Even then, we’re not completely out of the woods. On a 6×2 progressive linkage, the sliding rods on each bank must join to the front carburetors because of clearance issues with the back-bar. Why is that a problem? Because the sliding rod rod then causes issues with your fuel supply. Rather than covering this again, check out our tech article ‘Chosing the right fuel lines for your 6×2’. There’s a link below.
One more thing. You can still bring the outer carbs in later, simply by adjusting the rod stops on the sliding rods. You won’t get primaries and secondaries to all hit WOT at the same time, but on a light car with a big motor, that might not be such a bad thing. !
WARNING! Do not use the linkage in any configuration that will cause sticking and binding, which could result in uncontrolled engine speed, property damage, serious personal injury or death.
BIG97 Primaries. We are seeing a lot more folks using two BIG97 Primary carbs in the center of their 6×2 because with 500cfm in the primary location, a lightweight street driven hot rod will pretty much run on only those two carbs, making life easier around town and on the freeway. Might even save you a few bucks on gas too. Just back the progressive linkage off so the outers rarely come in.
Return springs. Make sure all six carburetors snap shut when you lift off at the pedal. We mean it! All Stromberg linkage kits are supplied with our Snapback return springs. They work great and you can get more from your Stromberg dealer (ask for 9154K). Remember you already have the accelerator pump springs helping return the throttle so you shouldn’t need a crazy number of springs. So don’t use springs as fix for poor linkage alignment. If there is any slowness in the throttle return it is probably at the pedal end or because your swivels are misaligned. Eye the system from above and adjust the levers along the throttle shaft or Back-bar as required.
Jetting. We cover jetting in other How-to’s and the message is the same for a 6×2 system as any other. With engine tune, elevation, local gas laws, ethanol content and more, each application is different, so it’s almost impossible for us to guess what you need. So we usually say start with the standard 0.045 mains and see how it works from there. Though as a rule you’ll probably end up with smaller jets and power valves.
In tuning, you might want to try disconnecting some of the accelerator pump lever links (like all outer four at first) to test reducing that top end enrichment and also the amount of at raw gas injected when you pump the throttle. Remember, most 6×2 intakes were designed for racing at full throttle. If you crawl around town and rev it at the lights, you will get hot, raw gasoline in the bottom of the intake. I’ll repeat that. Hot, raw gasoline…
As always, getting the car/engine onto a dyno of some sort will help you measure what is happening and make informed decisions about tuning.

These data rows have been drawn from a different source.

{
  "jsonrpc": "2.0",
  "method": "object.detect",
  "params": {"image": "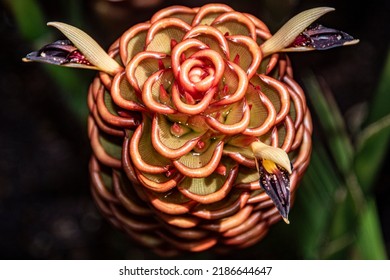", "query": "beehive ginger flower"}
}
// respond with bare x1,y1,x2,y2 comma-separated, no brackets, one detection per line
24,4,358,254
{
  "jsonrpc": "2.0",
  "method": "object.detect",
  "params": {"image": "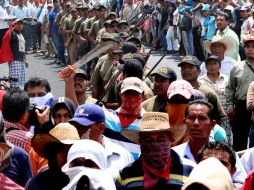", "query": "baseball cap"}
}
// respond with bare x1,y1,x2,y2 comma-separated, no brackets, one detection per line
70,6,77,12
126,37,141,47
243,35,254,44
69,104,105,127
167,80,194,100
240,5,251,11
113,42,137,54
108,12,117,18
13,19,23,24
122,59,143,74
205,55,221,64
75,69,87,79
120,77,144,94
178,55,201,68
101,33,121,43
151,67,177,81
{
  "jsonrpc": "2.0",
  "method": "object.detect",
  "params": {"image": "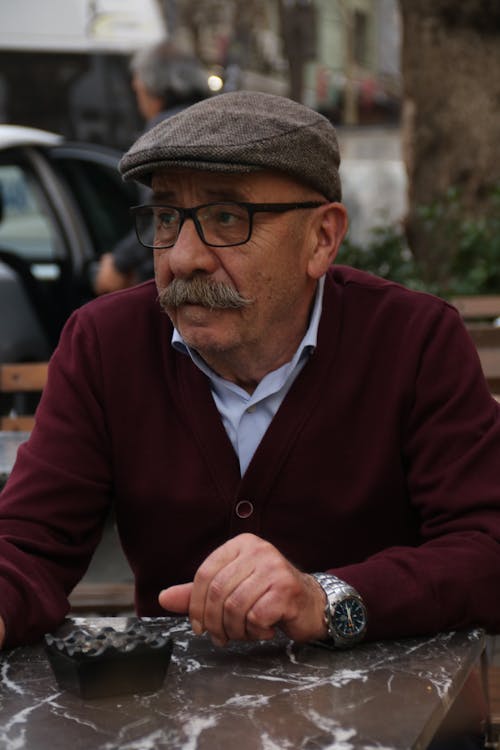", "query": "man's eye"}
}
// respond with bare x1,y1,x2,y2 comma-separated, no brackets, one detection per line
217,211,236,225
157,211,177,227
213,208,245,225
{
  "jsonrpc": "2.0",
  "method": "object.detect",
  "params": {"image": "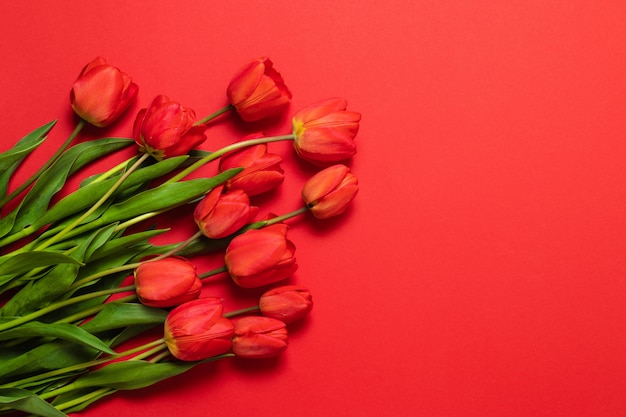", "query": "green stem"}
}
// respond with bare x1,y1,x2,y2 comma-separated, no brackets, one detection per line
148,350,171,363
166,133,295,183
34,153,150,251
130,342,168,361
0,285,135,333
0,338,165,390
90,155,138,183
0,120,86,210
195,104,234,125
113,210,167,231
224,305,260,318
198,265,228,280
54,387,115,413
245,206,309,231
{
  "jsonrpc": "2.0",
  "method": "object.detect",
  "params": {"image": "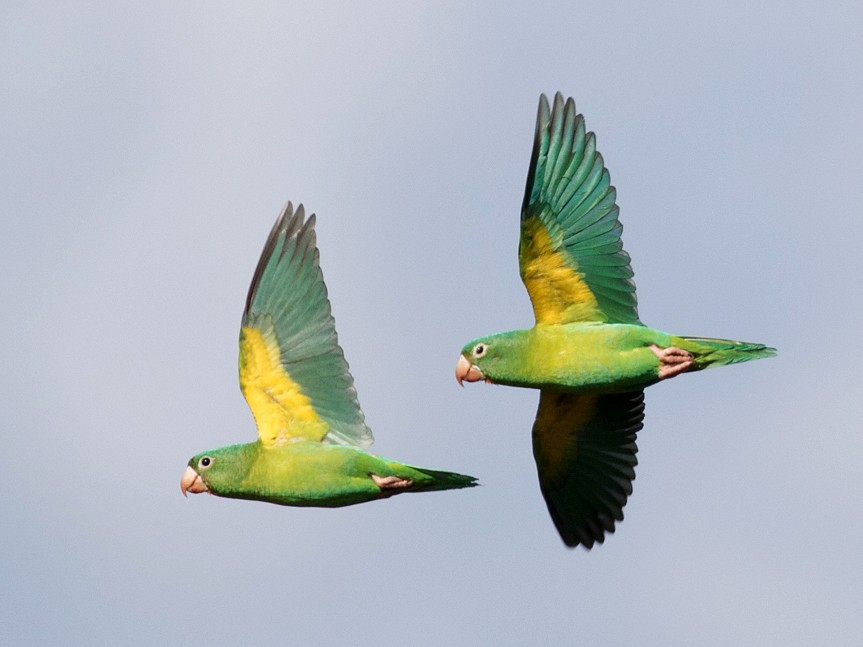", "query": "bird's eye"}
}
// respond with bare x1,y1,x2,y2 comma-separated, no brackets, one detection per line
473,343,487,358
198,456,213,469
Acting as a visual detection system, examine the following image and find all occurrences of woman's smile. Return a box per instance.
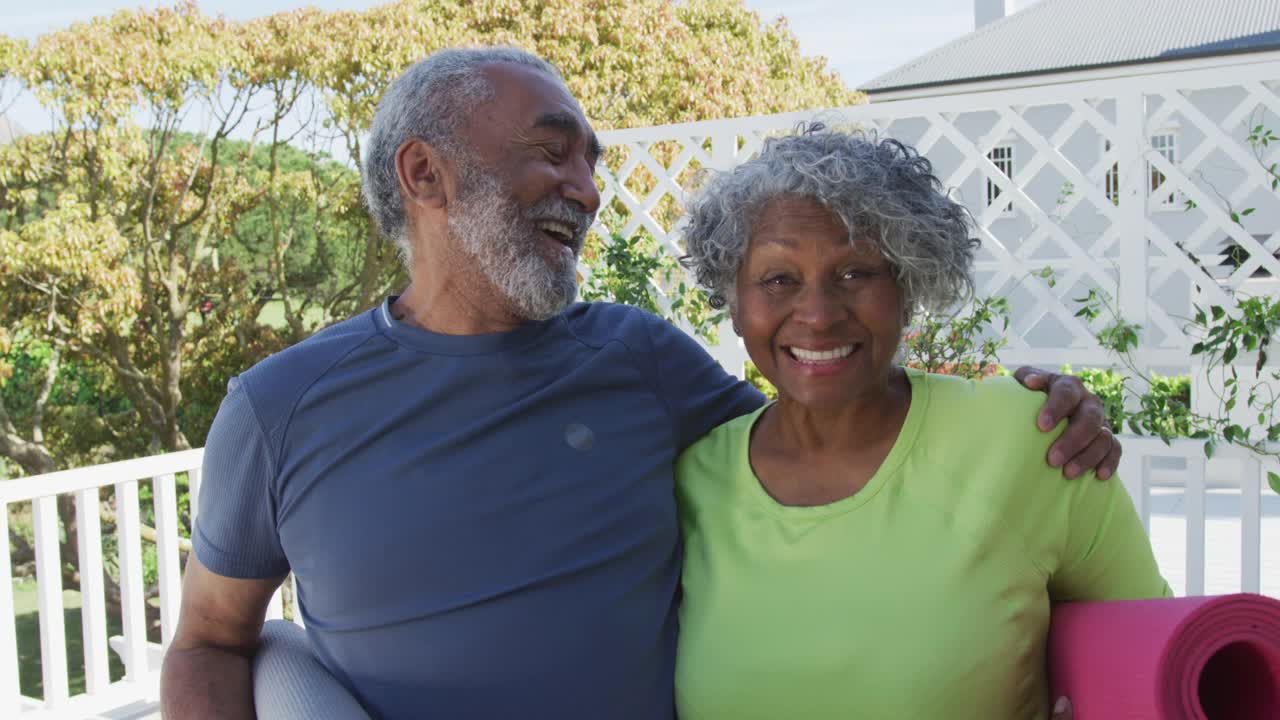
[781,343,860,376]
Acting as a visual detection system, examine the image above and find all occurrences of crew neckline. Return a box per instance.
[740,368,931,518]
[374,296,564,356]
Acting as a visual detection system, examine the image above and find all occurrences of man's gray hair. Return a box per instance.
[361,47,561,262]
[680,124,979,318]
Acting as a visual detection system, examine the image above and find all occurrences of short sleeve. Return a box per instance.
[1049,468,1174,602]
[641,315,764,451]
[192,377,290,580]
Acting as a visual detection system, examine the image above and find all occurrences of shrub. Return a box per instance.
[1069,365,1192,438]
[902,297,1010,380]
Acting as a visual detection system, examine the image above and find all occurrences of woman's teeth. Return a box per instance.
[789,345,856,363]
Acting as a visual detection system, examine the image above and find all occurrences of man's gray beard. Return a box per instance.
[448,167,582,322]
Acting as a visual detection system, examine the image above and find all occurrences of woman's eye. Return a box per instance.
[763,275,794,288]
[842,269,870,281]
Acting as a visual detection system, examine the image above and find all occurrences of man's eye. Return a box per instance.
[542,143,567,160]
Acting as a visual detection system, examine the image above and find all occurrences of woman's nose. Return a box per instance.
[794,283,846,329]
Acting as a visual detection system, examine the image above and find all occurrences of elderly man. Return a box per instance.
[161,47,1119,719]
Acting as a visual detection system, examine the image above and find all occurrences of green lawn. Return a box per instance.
[12,578,126,700]
[256,298,327,329]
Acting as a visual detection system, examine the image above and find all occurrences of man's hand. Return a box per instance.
[1052,696,1073,720]
[1014,367,1121,480]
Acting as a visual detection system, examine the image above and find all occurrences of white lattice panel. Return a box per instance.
[593,58,1280,373]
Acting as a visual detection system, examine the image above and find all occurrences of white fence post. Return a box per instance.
[1184,456,1207,596]
[0,503,20,715]
[188,465,202,531]
[32,495,69,707]
[153,473,183,646]
[1116,90,1149,324]
[116,480,149,681]
[75,487,110,694]
[1241,457,1262,594]
[1119,452,1148,532]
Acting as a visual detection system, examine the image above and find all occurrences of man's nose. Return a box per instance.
[561,159,601,215]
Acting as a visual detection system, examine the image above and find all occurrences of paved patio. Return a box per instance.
[1148,487,1280,597]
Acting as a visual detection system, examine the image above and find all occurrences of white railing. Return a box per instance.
[1,451,204,716]
[0,450,294,717]
[1119,438,1279,598]
[1,440,1274,715]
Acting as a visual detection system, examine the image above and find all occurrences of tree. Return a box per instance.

One small tip: Once the linkage is set-up, it is often easier to leave it in place and remove the carburetor bowls off the bases to change jets. Keep persevering and you will find a good level of tune that suits your engine and your driving style.
Your link to the pedal. Stromberg recommends a mechanical pedal link for all multi- carb systems. Ideally, your 6×2 Back-bar can be connected to the pedal via one of the long levers that work the two banks of carburetors. But if these don’t line up with your pedal link, you can add a third long lever to the Back-bar shaft with Stromberg kit 9096K (Long linkage arm/swivel) positioned to align with your throttle pedal ‘pull’ point.